Patients diagnosed with platinum-resistant ovarian cancer face both a poor prognosis and limited treatment options, explained presenting author Tao Zhu, MD, Chief Physician and Vice President of Zhejiang Cancer Hospital in China.
Dr. Zhu and collaborators tested QLS5132, which targets the protein CLDN6 by combining a CLDN6-targeting monoclonal antibody with a cytotoxic payload, topoisomerase-1 inhibitor, at a drug-to-antibody ratio of 8:1. CLDN6, Dr. Zhu said, makes an ideal target as a protein with very high expression on the surface of ovarian cancer cells and minimal cell-surface expression in healthy tissues.
“The primary purpose of this first-in-human study was to evaluate the safety, tolerability, and pharmacokinetic profile of QLS5132 in patients with platinum-resistant ovarian cancer and determine the recommended phase II dose for future clinical development,” Dr. Zhu said. “Additionally, we aimed to assess preliminary antitumor activity to establish an early signal of clinical benefit in this heavily pretreated population with limited options.”
Study Details and Results
The phase I, single-arm, dose-escalation trial enrolled 28 patients with a median age of 57.5 years who had been diagnosed with advanced platinum-resistant ovarian cancer and who had experienced disease progression while on standard therapy. The research team administered QLS5132 as an intravenous infusion every 3 weeks at dose levels of 1.6 mg/kg, 3.2 mg/kg, 4.8 mg/kg, 5.6 mg/kg, and 6.4 mg/kg.
Treatment-related adverse events (TRAEs) occurred in 26 (92.9%) patients, with nausea, anorexia, anemia, and weakness occurring most frequently. Nine (32.1%) patients experienced TRAEs of grade 3 or higher, and of those grade ≥ 3 TRAEs, seven were instances of hematological toxicity. No TRAEs led to treatment discontinuation or death, and no patients experienced interstitial lung disease, ocular toxicity, or febrile neutropenia, Dr. Zhu said.
After a median follow-up of 2.2 months, nine patients had a partial response at various dose levels. Two of these partial responses occurred in patients who had no detectable CLDN6 expression.
Across all dose levels, 18 evaluable patients experienced an objective response rate of 50% and a disease control rate of 94.4%. When calculated for the 17 evaluable patients who had received dose levels of ≥ 3.2 mg/kg, the objective response rate and disease control rate rose to 52.9% and 100%, respectively. These responses to QLS5132 occurred irrespective of patients’ CLDN6 expression levels at baseline.

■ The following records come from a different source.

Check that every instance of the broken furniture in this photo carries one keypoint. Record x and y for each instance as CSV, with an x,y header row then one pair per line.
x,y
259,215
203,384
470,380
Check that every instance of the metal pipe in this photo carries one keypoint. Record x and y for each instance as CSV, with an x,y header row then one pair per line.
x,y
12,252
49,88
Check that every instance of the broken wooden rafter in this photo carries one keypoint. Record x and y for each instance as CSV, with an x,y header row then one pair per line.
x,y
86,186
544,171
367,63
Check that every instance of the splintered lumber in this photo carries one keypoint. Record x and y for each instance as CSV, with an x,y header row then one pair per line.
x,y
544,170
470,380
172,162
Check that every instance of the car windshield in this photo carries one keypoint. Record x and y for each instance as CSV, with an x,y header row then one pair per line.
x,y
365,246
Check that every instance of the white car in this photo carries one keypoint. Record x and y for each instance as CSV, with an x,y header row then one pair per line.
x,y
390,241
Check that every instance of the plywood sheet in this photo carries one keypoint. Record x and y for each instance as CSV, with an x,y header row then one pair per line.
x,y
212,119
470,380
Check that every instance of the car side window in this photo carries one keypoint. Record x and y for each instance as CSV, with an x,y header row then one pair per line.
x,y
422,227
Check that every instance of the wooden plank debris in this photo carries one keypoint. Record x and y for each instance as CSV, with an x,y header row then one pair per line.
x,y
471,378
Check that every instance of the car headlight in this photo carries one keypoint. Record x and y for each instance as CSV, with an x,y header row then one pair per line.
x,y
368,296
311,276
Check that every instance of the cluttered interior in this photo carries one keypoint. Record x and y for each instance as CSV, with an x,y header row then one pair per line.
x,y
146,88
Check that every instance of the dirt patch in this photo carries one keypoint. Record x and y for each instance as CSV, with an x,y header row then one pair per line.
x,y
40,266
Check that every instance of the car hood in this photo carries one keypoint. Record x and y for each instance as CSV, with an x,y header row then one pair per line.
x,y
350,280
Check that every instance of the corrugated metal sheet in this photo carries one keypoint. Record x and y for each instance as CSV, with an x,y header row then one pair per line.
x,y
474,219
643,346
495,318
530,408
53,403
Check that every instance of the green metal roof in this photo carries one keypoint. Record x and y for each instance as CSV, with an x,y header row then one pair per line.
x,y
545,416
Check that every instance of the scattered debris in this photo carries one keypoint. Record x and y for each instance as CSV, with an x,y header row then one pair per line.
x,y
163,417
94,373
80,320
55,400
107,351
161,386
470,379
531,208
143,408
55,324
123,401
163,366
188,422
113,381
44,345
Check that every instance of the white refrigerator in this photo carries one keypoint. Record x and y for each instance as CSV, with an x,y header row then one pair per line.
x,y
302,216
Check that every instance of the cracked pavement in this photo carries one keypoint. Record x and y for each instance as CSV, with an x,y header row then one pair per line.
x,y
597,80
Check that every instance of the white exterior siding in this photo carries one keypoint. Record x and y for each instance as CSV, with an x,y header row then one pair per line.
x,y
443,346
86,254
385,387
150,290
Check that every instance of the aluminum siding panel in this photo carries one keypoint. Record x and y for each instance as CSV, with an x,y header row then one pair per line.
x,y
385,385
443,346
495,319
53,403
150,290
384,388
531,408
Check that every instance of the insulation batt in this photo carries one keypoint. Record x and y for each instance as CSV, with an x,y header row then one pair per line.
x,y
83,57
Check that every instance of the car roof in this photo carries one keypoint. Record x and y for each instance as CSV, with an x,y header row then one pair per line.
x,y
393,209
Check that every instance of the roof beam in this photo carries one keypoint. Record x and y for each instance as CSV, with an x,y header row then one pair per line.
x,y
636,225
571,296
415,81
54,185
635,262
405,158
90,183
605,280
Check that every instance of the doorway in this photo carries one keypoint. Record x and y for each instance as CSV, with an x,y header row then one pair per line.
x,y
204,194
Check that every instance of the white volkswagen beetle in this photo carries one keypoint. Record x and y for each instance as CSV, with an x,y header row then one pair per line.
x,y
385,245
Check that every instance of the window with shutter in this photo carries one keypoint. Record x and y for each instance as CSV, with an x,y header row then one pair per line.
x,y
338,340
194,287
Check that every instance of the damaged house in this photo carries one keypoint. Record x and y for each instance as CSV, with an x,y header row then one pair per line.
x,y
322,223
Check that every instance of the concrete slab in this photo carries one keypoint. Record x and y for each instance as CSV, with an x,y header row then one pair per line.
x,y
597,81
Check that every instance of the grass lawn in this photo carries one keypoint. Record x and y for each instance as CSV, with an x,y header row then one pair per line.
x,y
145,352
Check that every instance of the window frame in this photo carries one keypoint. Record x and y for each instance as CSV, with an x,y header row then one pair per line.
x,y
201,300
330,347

“The most encouraging finding from our study was that QLS5132 demonstrated compelling antitumor activity in patients with platinum-resistant ovarian cancer, with an objective response rate exceeding 50%,” said Dr. Zhu. “Equally important, at the potential recommended phase II dose, we observed a favorable safety profile with no reported cases of interstitial lung disease, ocular toxicity, oral mucositis, or febrile neutropenia.”

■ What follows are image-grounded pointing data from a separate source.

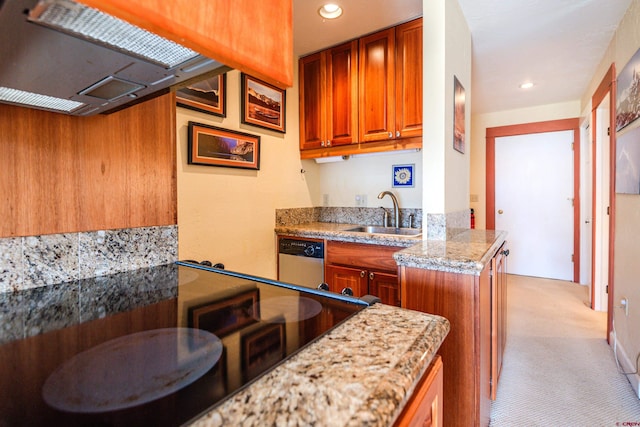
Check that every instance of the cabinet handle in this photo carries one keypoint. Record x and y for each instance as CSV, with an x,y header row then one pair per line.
x,y
347,291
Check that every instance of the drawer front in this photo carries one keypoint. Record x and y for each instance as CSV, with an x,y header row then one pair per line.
x,y
361,255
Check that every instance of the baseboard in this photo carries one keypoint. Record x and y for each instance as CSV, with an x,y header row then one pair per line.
x,y
626,364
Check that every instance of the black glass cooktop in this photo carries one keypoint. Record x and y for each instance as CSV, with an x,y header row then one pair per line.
x,y
157,346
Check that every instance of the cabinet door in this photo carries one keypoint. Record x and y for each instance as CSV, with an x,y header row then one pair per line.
x,y
377,89
339,278
424,407
312,101
342,94
409,79
385,286
498,316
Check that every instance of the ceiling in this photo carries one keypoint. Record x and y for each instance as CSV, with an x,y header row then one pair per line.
x,y
556,44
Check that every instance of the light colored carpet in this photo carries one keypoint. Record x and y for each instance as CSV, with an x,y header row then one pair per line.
x,y
558,369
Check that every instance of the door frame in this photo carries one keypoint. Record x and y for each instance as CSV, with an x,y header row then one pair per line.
x,y
530,128
606,87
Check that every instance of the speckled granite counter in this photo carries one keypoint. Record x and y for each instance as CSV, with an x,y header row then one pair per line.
x,y
360,373
467,252
337,231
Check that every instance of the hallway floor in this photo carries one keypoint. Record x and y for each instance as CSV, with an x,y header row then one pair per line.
x,y
558,369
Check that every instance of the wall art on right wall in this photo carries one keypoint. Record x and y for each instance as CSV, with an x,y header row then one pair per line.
x,y
628,162
628,93
458,115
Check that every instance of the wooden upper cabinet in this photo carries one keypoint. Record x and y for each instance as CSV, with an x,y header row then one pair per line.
x,y
391,82
328,97
377,75
312,101
409,79
253,37
342,91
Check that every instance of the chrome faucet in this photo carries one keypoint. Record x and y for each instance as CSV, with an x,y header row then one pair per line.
x,y
385,218
396,208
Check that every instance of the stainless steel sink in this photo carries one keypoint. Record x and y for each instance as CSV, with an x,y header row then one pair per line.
x,y
376,229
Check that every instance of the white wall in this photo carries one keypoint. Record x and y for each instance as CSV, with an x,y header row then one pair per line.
x,y
228,215
627,215
368,175
447,47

Dr. Zhu also noted that, though more research would be needed to confirm activity, preliminary data indicated antitumor activity from QLS5132 regardless of CLDN6 expression levels—which, he said, could expand its potential as a treatment option to a broad cohort of patients with platinum-resistant ovarian cancer.
Dr. Zhu acknowledged that further research would be needed to fully understand why QLS5132 can have anticancer effects in patients with undetectable CLDN6 tumoral expression. But he suggested the phenomenon may have a few explanations, including tumor heterogeneity, as well as a potent bystander effect resulting in antitumor efficacy even in cells with low or no CLDN6 expression.
“These findings support the advancement of QLS5132 into phase III studies, with the goal of providing a much-needed new treatment option for these patients,” said Dr. Zhu.
Limitations of this study include a small sample size and an exploratory single-arm design.
DISCLOSURE: This study was funded by the Qilu Pharmaceutical Co., Ltd. For full disclosures of the study authors, visit abstractsonline.com.